The Association of Accounting Technicians (AAT) has reduced its gender pay gap from 13.7% to 4% since 2018.
The AAT reported its gender pay gap for full- and part-time staff on data on 2 March 2020, in line with the government’s regulations and ahead of the submission deadline of 30 March 2020.
The regulations require organisations with 250 or more employees to publish the differences in mean and median hourly rates of pay for male and female full-time employees, the gap in mean and median bonus pay, the proportions of male and female employees awarded bonus pay, and the proportions of male and female staff in the lower, lower middle, upper middle and upper quartile pay bands.

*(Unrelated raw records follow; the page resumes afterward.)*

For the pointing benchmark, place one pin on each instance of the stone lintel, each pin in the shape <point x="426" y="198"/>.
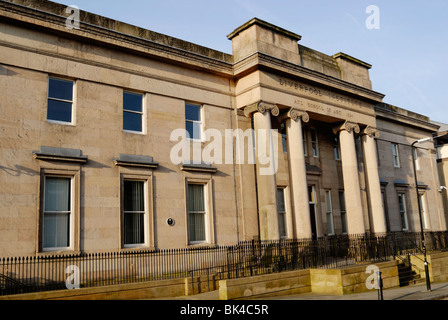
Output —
<point x="60" y="154"/>
<point x="371" y="132"/>
<point x="127" y="160"/>
<point x="199" y="167"/>
<point x="295" y="114"/>
<point x="261" y="107"/>
<point x="348" y="126"/>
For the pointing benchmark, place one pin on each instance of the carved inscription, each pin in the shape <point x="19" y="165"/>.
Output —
<point x="312" y="91"/>
<point x="325" y="109"/>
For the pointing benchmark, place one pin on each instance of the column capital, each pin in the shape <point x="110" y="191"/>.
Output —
<point x="261" y="107"/>
<point x="347" y="126"/>
<point x="371" y="132"/>
<point x="295" y="114"/>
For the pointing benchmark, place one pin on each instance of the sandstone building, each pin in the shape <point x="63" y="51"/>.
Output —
<point x="86" y="139"/>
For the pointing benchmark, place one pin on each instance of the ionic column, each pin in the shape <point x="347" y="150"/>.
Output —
<point x="265" y="164"/>
<point x="297" y="172"/>
<point x="352" y="189"/>
<point x="373" y="180"/>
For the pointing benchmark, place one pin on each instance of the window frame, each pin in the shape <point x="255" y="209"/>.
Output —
<point x="200" y="122"/>
<point x="424" y="205"/>
<point x="396" y="155"/>
<point x="282" y="213"/>
<point x="305" y="141"/>
<point x="72" y="121"/>
<point x="403" y="213"/>
<point x="336" y="148"/>
<point x="142" y="113"/>
<point x="144" y="212"/>
<point x="205" y="214"/>
<point x="148" y="218"/>
<point x="314" y="143"/>
<point x="329" y="212"/>
<point x="70" y="214"/>
<point x="343" y="212"/>
<point x="415" y="158"/>
<point x="75" y="201"/>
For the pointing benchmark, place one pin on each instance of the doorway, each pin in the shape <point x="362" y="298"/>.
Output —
<point x="312" y="203"/>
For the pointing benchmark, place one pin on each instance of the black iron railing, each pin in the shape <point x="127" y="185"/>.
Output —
<point x="248" y="258"/>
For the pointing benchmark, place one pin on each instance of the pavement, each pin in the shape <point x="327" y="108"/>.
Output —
<point x="439" y="291"/>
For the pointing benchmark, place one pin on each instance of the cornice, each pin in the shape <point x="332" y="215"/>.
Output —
<point x="292" y="70"/>
<point x="56" y="23"/>
<point x="388" y="115"/>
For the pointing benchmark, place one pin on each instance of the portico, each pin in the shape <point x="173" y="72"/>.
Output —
<point x="279" y="94"/>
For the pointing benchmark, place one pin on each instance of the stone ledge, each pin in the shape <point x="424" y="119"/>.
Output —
<point x="142" y="290"/>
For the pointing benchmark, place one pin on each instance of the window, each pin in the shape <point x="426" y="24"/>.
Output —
<point x="314" y="143"/>
<point x="336" y="149"/>
<point x="305" y="147"/>
<point x="134" y="213"/>
<point x="60" y="101"/>
<point x="329" y="207"/>
<point x="403" y="215"/>
<point x="196" y="213"/>
<point x="285" y="148"/>
<point x="193" y="121"/>
<point x="343" y="212"/>
<point x="132" y="112"/>
<point x="281" y="210"/>
<point x="415" y="155"/>
<point x="58" y="209"/>
<point x="422" y="202"/>
<point x="395" y="155"/>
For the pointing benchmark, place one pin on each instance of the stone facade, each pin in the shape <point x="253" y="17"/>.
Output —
<point x="336" y="131"/>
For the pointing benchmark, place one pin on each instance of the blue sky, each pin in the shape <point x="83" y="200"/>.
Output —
<point x="408" y="51"/>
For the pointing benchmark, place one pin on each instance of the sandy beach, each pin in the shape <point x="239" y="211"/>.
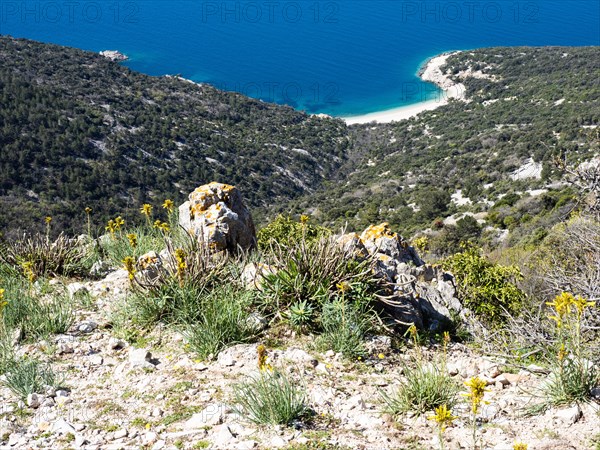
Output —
<point x="431" y="73"/>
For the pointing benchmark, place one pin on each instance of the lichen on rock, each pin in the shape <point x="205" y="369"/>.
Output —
<point x="216" y="215"/>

For 2019, the AAT's median pay gap stands at 5.5%, and it mean pay gap is 4%. In 2018, these figures stood at 14.8% and 13.7%, respectively.
In the lower quartile, the proportion of female employees in the lower pay quartile is 51.6%; in the lower m,iddle it is 50.8%, in the upper middle it is 54% and in the upper quartile it is 41.3%. The AAT has met the target set by the Women in Finance Charter, which it signed in November 2016, having 40% women on the senior management team, and also boasts a 50/50 split on its executive team.
For its next steps, the AAT aims to celebrate diversity through events set up by internal champions, as well as remain committed to flexible working and shared parental leave, as well as supporting employee wellbeing and work-life balance more broadly.
In the report, AAT stated: "AAT does not only wish to improve equality and diversity for itsown workforce, but is keen to set an example, and encourage organisations represented by our members to take action.
"Ways in which we will seek to support this over the coming year include: our public affairs team continues to champion change in this area, including calls to reduce the gender pay gap reporting thresholds to [organisations] employing more than 50 members of staff, instead of the current 250 level; we are encouraging AAT members to seek involvement in AAT’s Member Assembly, which represents AAT’s breadth and diversity, and gives them a voice on public policy issues such as gender pay, along with sector concerns; we will use our various content channels to share success stories from our female members, and showcasing the positive impact they are having on the accounting industry, as part of our focus on AAT’s 40th anniversary."